Bush adopts proper stance in talking about Saddam
No one should doubt that when the times comes, President George W. Bush will use the capture of former Iraqi dictator Saddam Hussein as a cornerstone of his re-election campaign in 2004. For now, however, Bush is going to great lengths to downplay the political advantages this dramatic event offers. That's how it should be.
As the president noted in brief remarks to the nation Sunday and at his year-end press conference Monday, it is the Iraqi people who should revel in the capture of the Butcher of Baghdad. After all, tens of thousands of Iraqis perished during his reign of terror.
Bush struck just the right note in talking about how American forces, acting on painstakingly developed intelligence, undertook one of the most intensive manhunts in history and found Saddam in an underground hideout on a farm in Adwar, 10 miles from his hometown of Tikrit.
"There needs to be a public trial and all the atrocities need to come out and justice needs to be delivered," the president said during the session with journalists at the White House. But he sidestepped the question of whether he favors Saddam's execution, saying his own personal views don't matter.
Bush did allow himself one brief moment of gloating when he said, "Good riddance. The world is better off without you, Mr. Saddam Hussein."

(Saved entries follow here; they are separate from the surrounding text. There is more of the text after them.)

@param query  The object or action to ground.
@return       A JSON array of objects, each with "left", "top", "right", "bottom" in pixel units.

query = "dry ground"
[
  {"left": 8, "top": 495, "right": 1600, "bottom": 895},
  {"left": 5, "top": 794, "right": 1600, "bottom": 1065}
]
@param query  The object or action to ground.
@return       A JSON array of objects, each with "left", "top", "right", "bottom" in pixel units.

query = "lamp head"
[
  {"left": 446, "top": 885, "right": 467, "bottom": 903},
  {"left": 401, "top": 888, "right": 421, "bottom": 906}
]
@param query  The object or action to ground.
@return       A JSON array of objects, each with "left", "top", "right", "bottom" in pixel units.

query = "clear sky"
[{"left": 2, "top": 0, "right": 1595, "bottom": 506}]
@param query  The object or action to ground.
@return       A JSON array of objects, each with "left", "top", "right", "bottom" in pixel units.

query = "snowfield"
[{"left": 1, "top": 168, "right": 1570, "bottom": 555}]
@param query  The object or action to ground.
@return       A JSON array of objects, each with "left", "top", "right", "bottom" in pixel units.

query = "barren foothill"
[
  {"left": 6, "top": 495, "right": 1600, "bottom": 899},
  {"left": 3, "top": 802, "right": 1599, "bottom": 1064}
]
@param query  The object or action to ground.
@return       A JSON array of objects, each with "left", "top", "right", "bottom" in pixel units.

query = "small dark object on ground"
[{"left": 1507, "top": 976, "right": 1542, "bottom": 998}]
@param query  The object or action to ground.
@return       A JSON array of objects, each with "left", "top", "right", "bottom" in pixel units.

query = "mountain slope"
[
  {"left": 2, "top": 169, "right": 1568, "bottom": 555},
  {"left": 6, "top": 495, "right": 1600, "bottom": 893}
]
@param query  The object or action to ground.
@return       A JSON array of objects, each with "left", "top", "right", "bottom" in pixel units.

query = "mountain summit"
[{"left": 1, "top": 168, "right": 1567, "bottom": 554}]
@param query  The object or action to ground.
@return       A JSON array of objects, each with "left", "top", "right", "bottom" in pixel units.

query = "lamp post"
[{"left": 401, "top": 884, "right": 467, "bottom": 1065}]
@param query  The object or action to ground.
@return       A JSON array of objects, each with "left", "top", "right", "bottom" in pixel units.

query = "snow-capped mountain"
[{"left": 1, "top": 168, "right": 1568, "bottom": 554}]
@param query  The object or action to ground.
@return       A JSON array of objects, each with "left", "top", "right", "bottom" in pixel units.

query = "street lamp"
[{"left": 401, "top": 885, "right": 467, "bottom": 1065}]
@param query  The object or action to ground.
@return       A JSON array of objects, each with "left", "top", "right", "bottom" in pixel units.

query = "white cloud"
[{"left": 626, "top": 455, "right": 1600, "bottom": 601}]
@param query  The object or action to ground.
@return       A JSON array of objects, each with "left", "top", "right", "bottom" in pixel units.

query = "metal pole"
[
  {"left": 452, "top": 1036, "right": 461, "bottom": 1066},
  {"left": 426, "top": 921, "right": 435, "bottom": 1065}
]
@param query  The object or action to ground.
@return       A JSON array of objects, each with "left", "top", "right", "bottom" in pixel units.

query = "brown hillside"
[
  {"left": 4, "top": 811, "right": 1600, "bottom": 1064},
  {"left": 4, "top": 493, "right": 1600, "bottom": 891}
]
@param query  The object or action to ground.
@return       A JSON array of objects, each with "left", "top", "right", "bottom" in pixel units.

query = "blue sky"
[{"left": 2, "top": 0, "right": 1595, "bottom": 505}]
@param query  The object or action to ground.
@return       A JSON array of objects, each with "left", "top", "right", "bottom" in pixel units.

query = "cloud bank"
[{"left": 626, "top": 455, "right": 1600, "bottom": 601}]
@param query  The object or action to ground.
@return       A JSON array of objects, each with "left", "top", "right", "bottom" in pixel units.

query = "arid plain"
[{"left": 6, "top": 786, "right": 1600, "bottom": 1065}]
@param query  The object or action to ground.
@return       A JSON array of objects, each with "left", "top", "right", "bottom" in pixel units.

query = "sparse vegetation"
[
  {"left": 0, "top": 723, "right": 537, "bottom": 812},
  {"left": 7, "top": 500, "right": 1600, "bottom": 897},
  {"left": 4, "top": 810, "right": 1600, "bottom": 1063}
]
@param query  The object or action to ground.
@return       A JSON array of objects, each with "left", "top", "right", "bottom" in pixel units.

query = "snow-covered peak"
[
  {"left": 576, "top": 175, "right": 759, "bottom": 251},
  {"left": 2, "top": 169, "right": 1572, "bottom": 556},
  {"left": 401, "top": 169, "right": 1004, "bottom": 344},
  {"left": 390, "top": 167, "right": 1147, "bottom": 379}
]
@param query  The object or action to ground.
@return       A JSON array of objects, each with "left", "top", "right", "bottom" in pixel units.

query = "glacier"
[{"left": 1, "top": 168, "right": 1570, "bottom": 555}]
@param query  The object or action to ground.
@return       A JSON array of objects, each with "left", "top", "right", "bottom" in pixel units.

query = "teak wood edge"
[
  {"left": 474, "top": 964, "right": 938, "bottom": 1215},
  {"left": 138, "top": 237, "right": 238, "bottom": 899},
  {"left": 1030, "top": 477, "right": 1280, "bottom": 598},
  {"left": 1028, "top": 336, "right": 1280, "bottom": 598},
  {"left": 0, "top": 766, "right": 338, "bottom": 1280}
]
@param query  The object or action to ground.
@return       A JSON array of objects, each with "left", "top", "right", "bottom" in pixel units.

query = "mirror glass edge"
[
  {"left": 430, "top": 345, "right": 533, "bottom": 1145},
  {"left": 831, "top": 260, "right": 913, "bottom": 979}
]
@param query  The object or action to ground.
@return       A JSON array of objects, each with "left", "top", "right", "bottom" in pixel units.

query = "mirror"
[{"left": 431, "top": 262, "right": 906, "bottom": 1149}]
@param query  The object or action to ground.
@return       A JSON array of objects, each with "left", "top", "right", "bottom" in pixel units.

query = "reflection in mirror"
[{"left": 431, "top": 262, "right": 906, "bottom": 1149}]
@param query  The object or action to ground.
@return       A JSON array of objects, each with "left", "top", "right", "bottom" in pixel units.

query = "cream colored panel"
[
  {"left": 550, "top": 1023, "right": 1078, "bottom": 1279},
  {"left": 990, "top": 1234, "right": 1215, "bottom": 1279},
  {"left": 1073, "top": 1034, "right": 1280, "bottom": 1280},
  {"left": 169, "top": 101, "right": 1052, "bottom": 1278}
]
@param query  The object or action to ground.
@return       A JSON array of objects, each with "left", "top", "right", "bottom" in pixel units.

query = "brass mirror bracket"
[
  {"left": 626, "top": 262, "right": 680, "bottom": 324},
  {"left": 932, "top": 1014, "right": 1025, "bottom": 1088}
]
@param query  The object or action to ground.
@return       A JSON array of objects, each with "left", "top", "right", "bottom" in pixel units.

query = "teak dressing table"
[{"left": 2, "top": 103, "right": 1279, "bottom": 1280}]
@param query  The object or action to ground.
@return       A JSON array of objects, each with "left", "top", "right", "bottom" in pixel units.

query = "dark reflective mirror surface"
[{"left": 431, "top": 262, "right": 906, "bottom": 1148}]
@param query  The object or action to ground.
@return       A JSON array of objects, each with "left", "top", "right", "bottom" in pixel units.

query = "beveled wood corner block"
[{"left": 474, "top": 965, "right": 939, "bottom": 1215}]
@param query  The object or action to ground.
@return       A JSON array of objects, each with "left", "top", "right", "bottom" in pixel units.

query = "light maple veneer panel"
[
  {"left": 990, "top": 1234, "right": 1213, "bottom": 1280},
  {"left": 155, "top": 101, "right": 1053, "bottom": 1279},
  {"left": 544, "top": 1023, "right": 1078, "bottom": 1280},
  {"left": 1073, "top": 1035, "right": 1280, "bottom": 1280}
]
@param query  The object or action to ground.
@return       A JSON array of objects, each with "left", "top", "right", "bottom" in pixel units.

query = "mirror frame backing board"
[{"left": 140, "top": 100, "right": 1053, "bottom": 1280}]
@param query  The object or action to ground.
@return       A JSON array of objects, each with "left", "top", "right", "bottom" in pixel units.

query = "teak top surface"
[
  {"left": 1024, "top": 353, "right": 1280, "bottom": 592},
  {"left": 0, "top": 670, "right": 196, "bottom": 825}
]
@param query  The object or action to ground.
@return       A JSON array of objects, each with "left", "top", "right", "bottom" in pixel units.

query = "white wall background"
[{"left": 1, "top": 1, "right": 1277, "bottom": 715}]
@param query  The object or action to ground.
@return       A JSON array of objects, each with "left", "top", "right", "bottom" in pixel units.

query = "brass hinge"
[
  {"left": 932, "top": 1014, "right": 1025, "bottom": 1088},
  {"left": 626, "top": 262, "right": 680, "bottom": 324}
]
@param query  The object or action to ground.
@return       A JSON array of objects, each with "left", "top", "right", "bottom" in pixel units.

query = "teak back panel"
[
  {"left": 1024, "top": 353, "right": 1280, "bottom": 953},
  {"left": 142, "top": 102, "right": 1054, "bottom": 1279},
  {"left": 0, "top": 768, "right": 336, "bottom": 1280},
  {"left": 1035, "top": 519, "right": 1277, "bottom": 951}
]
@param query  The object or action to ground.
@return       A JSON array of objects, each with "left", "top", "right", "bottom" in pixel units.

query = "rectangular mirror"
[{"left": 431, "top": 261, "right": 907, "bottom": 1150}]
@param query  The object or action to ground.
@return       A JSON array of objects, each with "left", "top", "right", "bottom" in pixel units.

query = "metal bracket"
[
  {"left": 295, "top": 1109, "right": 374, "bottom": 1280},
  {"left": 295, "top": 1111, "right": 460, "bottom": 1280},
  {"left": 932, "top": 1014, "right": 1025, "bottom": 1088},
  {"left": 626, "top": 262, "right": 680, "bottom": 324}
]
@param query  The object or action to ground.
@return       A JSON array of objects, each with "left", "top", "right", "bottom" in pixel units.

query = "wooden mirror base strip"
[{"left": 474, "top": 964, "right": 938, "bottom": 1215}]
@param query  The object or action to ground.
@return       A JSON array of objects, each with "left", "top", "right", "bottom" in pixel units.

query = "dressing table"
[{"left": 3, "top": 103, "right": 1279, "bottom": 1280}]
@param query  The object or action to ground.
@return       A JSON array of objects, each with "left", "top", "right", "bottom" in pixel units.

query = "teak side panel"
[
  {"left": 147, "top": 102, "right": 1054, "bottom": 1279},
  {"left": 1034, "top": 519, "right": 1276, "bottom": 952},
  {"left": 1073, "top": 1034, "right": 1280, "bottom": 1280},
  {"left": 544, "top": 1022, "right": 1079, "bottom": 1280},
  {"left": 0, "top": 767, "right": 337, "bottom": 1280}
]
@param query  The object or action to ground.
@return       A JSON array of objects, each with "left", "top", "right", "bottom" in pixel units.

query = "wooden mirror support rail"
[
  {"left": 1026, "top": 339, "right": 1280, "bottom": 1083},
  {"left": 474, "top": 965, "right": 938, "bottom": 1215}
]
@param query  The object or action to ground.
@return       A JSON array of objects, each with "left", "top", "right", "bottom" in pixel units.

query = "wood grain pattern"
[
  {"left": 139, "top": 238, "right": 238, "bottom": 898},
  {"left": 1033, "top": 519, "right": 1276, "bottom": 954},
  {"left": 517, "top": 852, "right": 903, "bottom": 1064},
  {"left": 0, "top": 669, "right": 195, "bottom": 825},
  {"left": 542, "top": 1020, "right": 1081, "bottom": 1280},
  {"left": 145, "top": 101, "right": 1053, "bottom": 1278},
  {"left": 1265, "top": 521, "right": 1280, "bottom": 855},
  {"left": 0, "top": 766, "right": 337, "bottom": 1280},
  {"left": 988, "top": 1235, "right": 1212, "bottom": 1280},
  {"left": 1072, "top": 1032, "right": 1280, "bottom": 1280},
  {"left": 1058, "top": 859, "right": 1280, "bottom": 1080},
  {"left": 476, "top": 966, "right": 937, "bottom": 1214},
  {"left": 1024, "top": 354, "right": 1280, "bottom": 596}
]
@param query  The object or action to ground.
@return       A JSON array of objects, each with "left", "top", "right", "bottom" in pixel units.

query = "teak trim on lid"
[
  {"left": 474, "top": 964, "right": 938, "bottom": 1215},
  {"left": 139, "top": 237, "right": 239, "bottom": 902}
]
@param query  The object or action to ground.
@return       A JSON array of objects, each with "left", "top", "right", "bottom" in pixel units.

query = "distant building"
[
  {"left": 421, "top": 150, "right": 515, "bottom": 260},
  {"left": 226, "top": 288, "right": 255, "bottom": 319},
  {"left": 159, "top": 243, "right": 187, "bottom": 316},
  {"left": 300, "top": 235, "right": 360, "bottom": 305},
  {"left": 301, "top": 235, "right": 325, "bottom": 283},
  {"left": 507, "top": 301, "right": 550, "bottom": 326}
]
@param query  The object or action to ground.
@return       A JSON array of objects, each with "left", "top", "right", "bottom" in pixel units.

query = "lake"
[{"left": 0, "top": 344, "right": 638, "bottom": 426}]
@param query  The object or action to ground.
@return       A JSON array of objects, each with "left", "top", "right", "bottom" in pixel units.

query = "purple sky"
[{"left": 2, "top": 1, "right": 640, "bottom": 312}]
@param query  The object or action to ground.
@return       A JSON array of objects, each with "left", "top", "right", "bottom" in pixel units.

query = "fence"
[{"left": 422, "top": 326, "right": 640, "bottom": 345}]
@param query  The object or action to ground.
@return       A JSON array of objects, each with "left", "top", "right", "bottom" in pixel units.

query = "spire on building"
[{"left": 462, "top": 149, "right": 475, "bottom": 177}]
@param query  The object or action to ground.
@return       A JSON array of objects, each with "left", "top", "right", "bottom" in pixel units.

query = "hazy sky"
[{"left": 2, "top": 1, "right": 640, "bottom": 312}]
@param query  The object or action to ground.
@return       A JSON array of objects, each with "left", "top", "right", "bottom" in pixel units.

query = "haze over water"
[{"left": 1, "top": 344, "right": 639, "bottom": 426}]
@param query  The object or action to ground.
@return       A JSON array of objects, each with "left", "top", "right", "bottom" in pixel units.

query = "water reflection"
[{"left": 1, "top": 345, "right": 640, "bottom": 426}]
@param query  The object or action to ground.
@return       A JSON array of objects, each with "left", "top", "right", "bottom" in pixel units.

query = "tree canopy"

Indeed, the world is better off without this murderous dictator, now in the custody of the United States. Only his public trial on crimes against the people of Iraq in particular and against humanity in general will match the significance of Saturday's operation.
Religious persecution
It won't just be the former president of Iraq on trial. Rather it will be every brutal dictator who has shed the blood of hundreds of thousands of innocents. Likewise, it isn't just Slobodan Milosevic, the former Yugoslav leader, facing war crimes charges in The Hague, Netherlands; it's all the others of his ilk who indulged or continue to indulge in ethnic cleansing or religious persecution.
That is why it is so important for Saddam to be brought to justice in the country he literally destroyed through his iron-fisted rule and his megalomania. The elderly and the very young in Iraq were his chief victims. They deserve to see this man brought to trial in chains to answer for his crimes.
But while he was characterizing the capture of Saddam as evidence that Iraq is "on the path to freedom," President Bush was careful not to exaggerate the effects of capturing him and bringing him to justice.
"The terrorists in Iraq remain dangerous," he said. "The work of our coalition remains difficult and will require further sacrifice."
Such an honest appraisal of what lies ahead in that country is to be applauded. After all, the president and members of the inner circle are still refusing to concede that the reasons given for the war against Saddam's Iraq earlier this year were not based on hard evidence or even fact.
But with Saddam now in custody and undergoing interrogation, perhaps these two questions will be answered: Did you have weapons of mass destruction in your possession at the time of the invasion by American and British troops? Did your regime have any ties to Osama bin Laden's Al-Qaida terrorist network?